# VC5.16

Here the path of integration C consists of the straight lines say OA,AB,BC and CD where the coordinates of A,B,C are (a,0),(a,b) and (0,b) respectively.Let S be the plane region bounded by closed curve C,then by Stokes' theorm,we must have

$\oint _{C}F\cdot dr=\iint _{S}{\mathrm {curl}}F\cdot ndS\,$ --(1)

Since the integration is performed in the xy-plane,we have $r=xi+yj\,$ so that $dr=dxi+dyj\,$

LHS of (1)=$\oint _{C}(x^{2}i+2xyj)\cdot (dxi+dyj)\,$

=$\oint _{C}(x^{2}dx+xydy)\,$

=$\int _{{OA}}(x^{2}dx+xydy)+\int _{{AB}}(x^{2}dx+xydy)+\int _{{BC}}(x^{2}dx+xydy)+\int _{{CO}}(x^{2}dx+xydy)\,$ --(2)

Along OA,y=0,dy=0 and x varies from 0 to a. Along AB,x=a,dx=0 and y varies from 0 to b.
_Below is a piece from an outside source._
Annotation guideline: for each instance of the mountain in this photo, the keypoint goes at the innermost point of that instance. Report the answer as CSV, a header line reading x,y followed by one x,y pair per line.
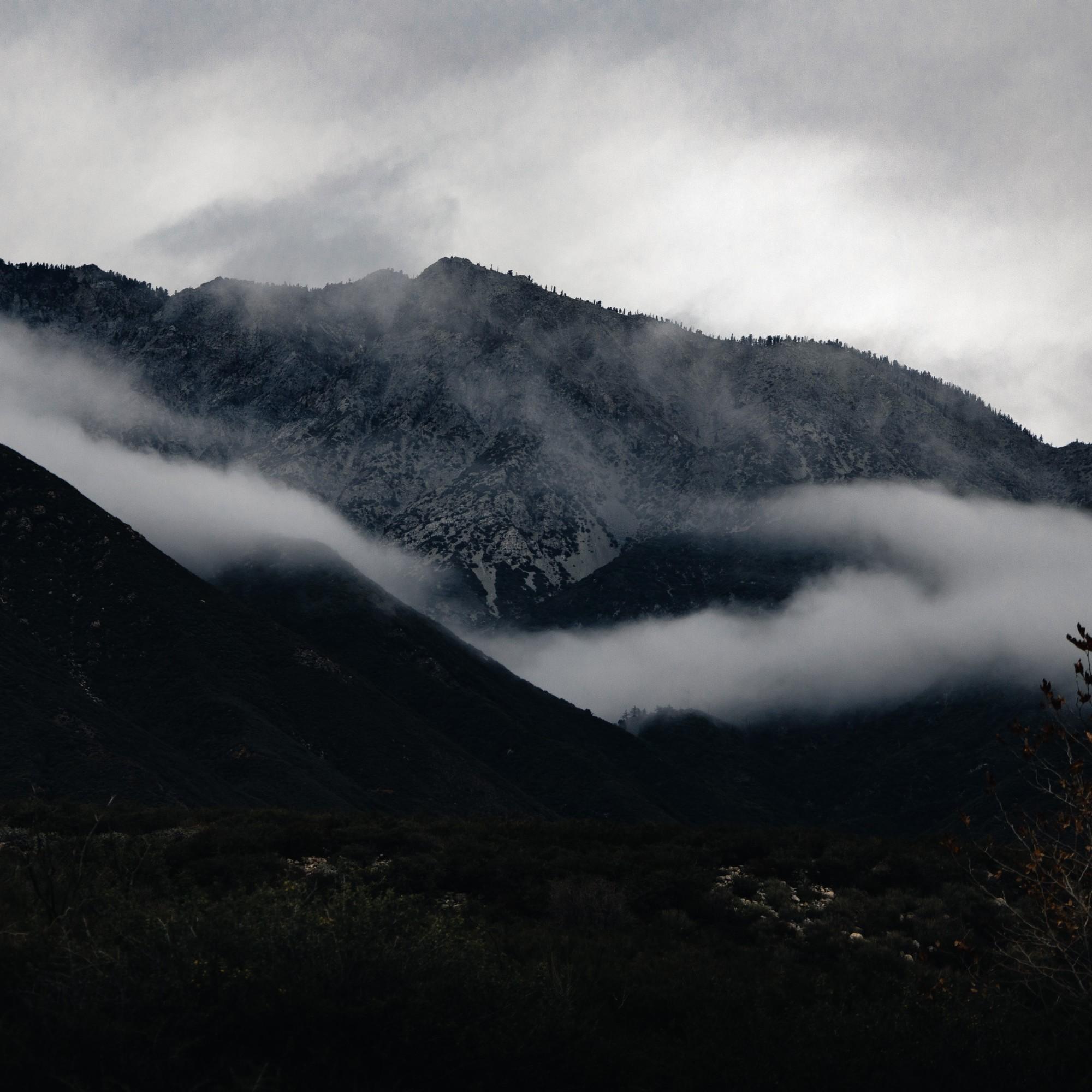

Along BC,y=b,dy=0 and x varies from a to 0. Along CO,x=0,dx=0 and y varies from b to 0.

Therefore,from (2),LHS=$\int _{0}^{a}x^{2}dx+\int _{0}^{b}aydy+\int _{a}^{0}x^{2}dx+\int _{b}^{0}(0)dy\,$

=$[{\frac {x^{3}}{3}}]_{0}^{a}+a[{\frac {y^{2}}{2}}]_{0}^{b}+[{\frac {x^{3}}{3}}]_{a}^{0}+0\,$

=${\frac {a^{3}}{3}}+{\frac {ab^{2}}{2}}-{\frac {a^{3}}{3}}={\frac {ab^{2}}{2}}\,$ --(3)

Now,${\mathrm {curl}}F={\begin{vmatrix}i&j&k\\{\frac {\partial }{\partial x}}&{\frac {\partial }{\partial y}}&{\frac {\partial }{\partial z}}\\x^{2}&xy&0\end{vmatrix}}\,$

=$0i-0j+[{\frac {\partial }{\partial x}}(xy)-{\frac {\partial }{\partial y}}(x^{2})]k\,$

Also,n=unit vector normal to surface S=k.

Therefore ${\mathrm {curl}}F\cdot n=yk\cdot k=y\,$

Now,RHS=$\iint _{S}ydxdy=\int _{{x=0}}^{{a}}\int _{{y=0}}^{{b}}ydxdy\,$

=$\int _{0}^{a}[{\frac {y^{2}}{2}}]_{0}^{b}dx={\frac {b^{2}}{2}}\int _{0}^{a}dx={\frac {b^{2}}{2}}[x]_{0}^{a}={\frac {ab^{2}}{2}}\,$ --(4)

From (3) and (4),Stokes'theorm is verified.